I ricercatori di Harvard spiegano come i cannabinoidi proteggano il cervello dal virus dell'HIV

Secondo i ricercatori della Division of Experimental Medicine della Harvard medical school, circa il 40 % delle infezioni da HIV porta a un qualche tipo di danno cerebrale, come l'HIV- 1, associata a deterioramento cognitivo e demenza.

"L'HIV colpisce il cervello nella fase iniziale, durante l' infezione, con la possibilità di sviluppare danni cerebrali", spiega la dottoressa Hava Avraham, co-autrice del nuovo studio. "Anche se ci sono farmaci molto efficaci per il trattamento di questa fase, come la terapia antiretrovirale, molti di questi farmaci non possono attraversare la barriera emato-encefalica e quindi non possono davvero prevenire il danno che l'HIV provoca al cervello".

Ma i cannabinoidi possono attraversare la barriera emato-encefalica e hanno dimostrato di proteggere il cervello in varie condizioni.

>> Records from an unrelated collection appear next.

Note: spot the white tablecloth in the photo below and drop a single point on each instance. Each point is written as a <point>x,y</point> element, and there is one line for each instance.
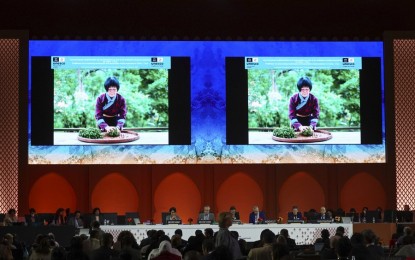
<point>302,233</point>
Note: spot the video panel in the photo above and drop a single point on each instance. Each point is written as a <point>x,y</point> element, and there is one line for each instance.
<point>342,95</point>
<point>211,106</point>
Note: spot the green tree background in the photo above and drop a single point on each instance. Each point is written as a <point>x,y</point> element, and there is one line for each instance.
<point>76,91</point>
<point>337,91</point>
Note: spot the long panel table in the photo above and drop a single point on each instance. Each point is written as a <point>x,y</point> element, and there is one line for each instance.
<point>303,234</point>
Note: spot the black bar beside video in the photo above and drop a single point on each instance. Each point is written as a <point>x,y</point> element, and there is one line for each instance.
<point>155,98</point>
<point>348,91</point>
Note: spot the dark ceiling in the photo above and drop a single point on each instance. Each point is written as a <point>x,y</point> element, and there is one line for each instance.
<point>210,19</point>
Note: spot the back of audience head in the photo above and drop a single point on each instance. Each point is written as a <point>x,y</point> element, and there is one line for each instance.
<point>192,255</point>
<point>235,234</point>
<point>208,232</point>
<point>107,240</point>
<point>208,245</point>
<point>176,241</point>
<point>222,253</point>
<point>225,219</point>
<point>284,233</point>
<point>325,233</point>
<point>58,253</point>
<point>94,234</point>
<point>95,224</point>
<point>408,240</point>
<point>340,231</point>
<point>343,247</point>
<point>357,239</point>
<point>268,237</point>
<point>127,240</point>
<point>407,231</point>
<point>177,232</point>
<point>368,236</point>
<point>281,240</point>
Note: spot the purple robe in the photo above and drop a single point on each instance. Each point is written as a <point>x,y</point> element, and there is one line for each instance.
<point>114,114</point>
<point>307,115</point>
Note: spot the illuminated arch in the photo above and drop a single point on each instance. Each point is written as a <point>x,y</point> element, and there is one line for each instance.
<point>362,190</point>
<point>301,190</point>
<point>179,191</point>
<point>115,193</point>
<point>50,192</point>
<point>241,191</point>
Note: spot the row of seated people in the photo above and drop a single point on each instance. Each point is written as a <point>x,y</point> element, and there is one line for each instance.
<point>65,217</point>
<point>223,244</point>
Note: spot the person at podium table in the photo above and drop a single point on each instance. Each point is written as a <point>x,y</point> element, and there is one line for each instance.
<point>76,221</point>
<point>323,215</point>
<point>407,214</point>
<point>256,216</point>
<point>363,215</point>
<point>206,214</point>
<point>173,215</point>
<point>295,214</point>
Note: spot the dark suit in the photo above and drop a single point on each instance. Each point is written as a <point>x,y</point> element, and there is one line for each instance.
<point>252,216</point>
<point>291,216</point>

In quest'ultimo studio, pubblicato sul British Journal of Pharmacology, la dottoressa ed i suoi colleghi hanno scoperto che i cannabinoidi possono anche offrire protezione da una proteina tossica creata dal virus dell'HIV, nota come proteina gp120.

"Questa molecola ( gp120 ) - si legge nello studio - attraversa la barriera ematoencefalica e provoca un effetto molto tossico sul cervello, specialmente su cellule neuronali, che sono molto importanti per la funzionalità del cervello". Inoltre viene specificato che "un processo chiamato neurogenesi gioca un ruolo chiave nello sviluppo dei neuroni del cervello, che sono generati da cellule staminali neurali e cellule progenitrici".

Utilizzando un cannabinoide chiamato AM2421, che agisce solo sui recettori CB2 del cervello (nella foto), i ricercatori sono stati in grado di proteggere le cellule progenitrici e quelle staminali neurali da dosi di gp120, con "effetti molto positivi sulla sopravvivenza delle cellule".

E i successivi sperimenti su modelli animali hanno evidenziato risultati simili. "Sulla base di questi studi in vitro - continua la dottoressa - abbiamo analizzato la neurogenesi nel cervello topi, alcuni trattati con l'AM2421 e altri no. Poi abbiamo confrontato diversi parametri riscontrato effetti molto positivi in quelli stimolati con l'AM2421".

La dottoressa Avraham ha spiegato che una serie di farmaci specifici per i recettori CB2 sono già stati sviluppati per il trattamento di altre condizioni e ritiene che l'approvazione di farmaci per danni legati all'HIV potrebbe essere relativamente veloce.